The transmission is mediated by oral ingestion of the virus from the gastrointestinal or upper respiratory tract of infected hosts. The infection can also spread via contact of vesicle fluid/ oral secretions by direct or indirect methods[5]. After ingestion, the virus replicates in the pharynx and lymphoid tissue of the lower intestine. Then it spreads to the regional lymph nodes and to multiple organs, including the central nervous system (CNS), heart, liver, and skin [2]. The disease begins with a prodrome of low-grade fever, loss of appetite, general malaise, and throat pain. The incubation period ranges between 3 to 6 days. The cutaneous manifestations include the presence of vesicles surrounded by a thin halo of erythema. The lesions are about 2 mm to 6 mm in size and are usually non-pruritic and are not painful. They last about ten days, then tend to rupture, and result in painless and shallow ulcers that do not leave a scar. The cutaneous manifestations commonly involve the dorsum of the hand, feet, buttocks, legs, and arms. Oral lesions commonly involve buccal and tongue ulcers and may also involve the soft palate. However, the cutaneous manifestations can occasionally be macular or papular in addition to being vesicular. Most patients recover within a few weeks without any residual sequelae. Acute illness usually lasts 10 to 14 days, and the infection rarely recurs or persists causing pneumonia, myocarditis, pancreatitis, pulmonary edema, and serositis [6].HFMD occasionally causes severe diseases including meningitis, encephalitis, and polio-like paralysis [5],[2]. The diagnosis is usually made clinically. For atypical/ complicated cases, nasopharyngeal swabs/ oropharyngeal swabs or sometimes fecal samples can be subjected to real-time reverse transcriptase polymerase chain reaction (rRT-PCR)[2].

Currently, no approved specific antiviral treatment is available, although Pleconaril (a newer antiviral) has shown some promising action against EV-71. Most of the cases are managed with symptomatic measures including hydration and analgesics. Several vaccine candidates have been developed against HFMD. Currently, the inactivated whole-virus vaccine against EV-71 has been approved in China. Bivalent EV71/CA16 vaccines are still under development [1], [2]. Additionally, maintaining good hand hygiene, staying away from infected patients, avoiding touching eyes/ mouth/ nose, and health education are important to prevent the transmission of the infection.

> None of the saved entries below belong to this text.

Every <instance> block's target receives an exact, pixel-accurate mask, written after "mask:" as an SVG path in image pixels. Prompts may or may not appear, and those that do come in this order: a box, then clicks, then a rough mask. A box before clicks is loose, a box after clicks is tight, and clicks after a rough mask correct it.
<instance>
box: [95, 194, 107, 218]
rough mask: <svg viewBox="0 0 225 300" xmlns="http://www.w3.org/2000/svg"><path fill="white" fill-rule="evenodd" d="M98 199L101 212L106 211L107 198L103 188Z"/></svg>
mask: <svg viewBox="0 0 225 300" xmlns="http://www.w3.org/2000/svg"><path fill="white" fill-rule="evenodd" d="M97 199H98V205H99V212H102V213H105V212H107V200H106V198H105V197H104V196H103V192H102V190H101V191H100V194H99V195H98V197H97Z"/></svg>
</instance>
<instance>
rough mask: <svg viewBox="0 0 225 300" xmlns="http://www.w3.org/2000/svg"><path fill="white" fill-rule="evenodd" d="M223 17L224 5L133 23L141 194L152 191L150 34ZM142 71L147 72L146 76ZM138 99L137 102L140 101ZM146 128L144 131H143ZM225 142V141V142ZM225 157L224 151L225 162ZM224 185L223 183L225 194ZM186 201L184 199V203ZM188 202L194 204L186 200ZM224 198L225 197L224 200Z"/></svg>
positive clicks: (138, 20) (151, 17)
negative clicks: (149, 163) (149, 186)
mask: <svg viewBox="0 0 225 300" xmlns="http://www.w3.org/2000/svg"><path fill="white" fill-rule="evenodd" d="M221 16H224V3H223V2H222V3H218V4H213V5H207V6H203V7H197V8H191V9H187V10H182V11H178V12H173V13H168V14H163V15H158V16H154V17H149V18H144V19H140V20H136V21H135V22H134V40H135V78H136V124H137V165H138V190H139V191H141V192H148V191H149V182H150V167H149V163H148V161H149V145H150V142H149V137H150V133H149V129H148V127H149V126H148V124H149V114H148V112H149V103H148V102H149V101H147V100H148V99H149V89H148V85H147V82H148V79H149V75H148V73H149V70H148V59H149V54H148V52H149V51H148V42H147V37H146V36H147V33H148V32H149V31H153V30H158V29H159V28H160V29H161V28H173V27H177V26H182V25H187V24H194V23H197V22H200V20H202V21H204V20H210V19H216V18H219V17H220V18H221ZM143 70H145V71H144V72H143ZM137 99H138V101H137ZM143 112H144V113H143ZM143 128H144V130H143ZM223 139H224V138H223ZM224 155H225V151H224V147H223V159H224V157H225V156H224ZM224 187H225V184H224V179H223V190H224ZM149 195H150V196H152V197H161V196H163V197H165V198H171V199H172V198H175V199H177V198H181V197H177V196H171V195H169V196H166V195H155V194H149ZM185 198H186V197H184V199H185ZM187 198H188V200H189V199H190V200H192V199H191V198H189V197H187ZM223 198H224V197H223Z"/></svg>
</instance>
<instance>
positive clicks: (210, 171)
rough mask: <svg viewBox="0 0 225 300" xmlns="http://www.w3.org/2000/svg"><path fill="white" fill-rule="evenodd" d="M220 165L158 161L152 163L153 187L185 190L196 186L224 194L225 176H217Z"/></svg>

[1]  S. Esposito and N. Principi, “Hand, foot and mouth disease: current knowledge on clinical manifestations, epidemiology, aetiology and prevention,” Eur. J. Clin. Microbiol. Infect. Dis., vol. 37, no. 3, pp. 391–398, Mar. 2018, doi: 10.1007/s10096-018-3206-x.

[2]  A. M. Guerra, E. Orille, and M. Waseem, “Hand Foot And Mouth Disease,” in StatPearls, Treasure Island (FL): StatPearls Publishing, 2022. Accessed: Oct. 25, 2022. [Online]. Available: http://www.ncbi.nlm.nih.gov/books/NBK431082/

[3]  J. E. Bennett, R. Dolin, and M. J. Blaser, Mandell, douglas, and bennett’s principles and practice of infectious diseases E-book. Elsevier Health Sciences, 2019.

[4]  X.-F. WANG, J. LU, X.-X. LIU, and T. DAI, “Epidemiological Features of Hand, Foot and Mouth Disease Outbreaks among Chinese Preschool Children: A Meta-analysis,” Iran. J. Public Health, vol. 47, no. 9, pp. 1234–1243, Sep. 2018.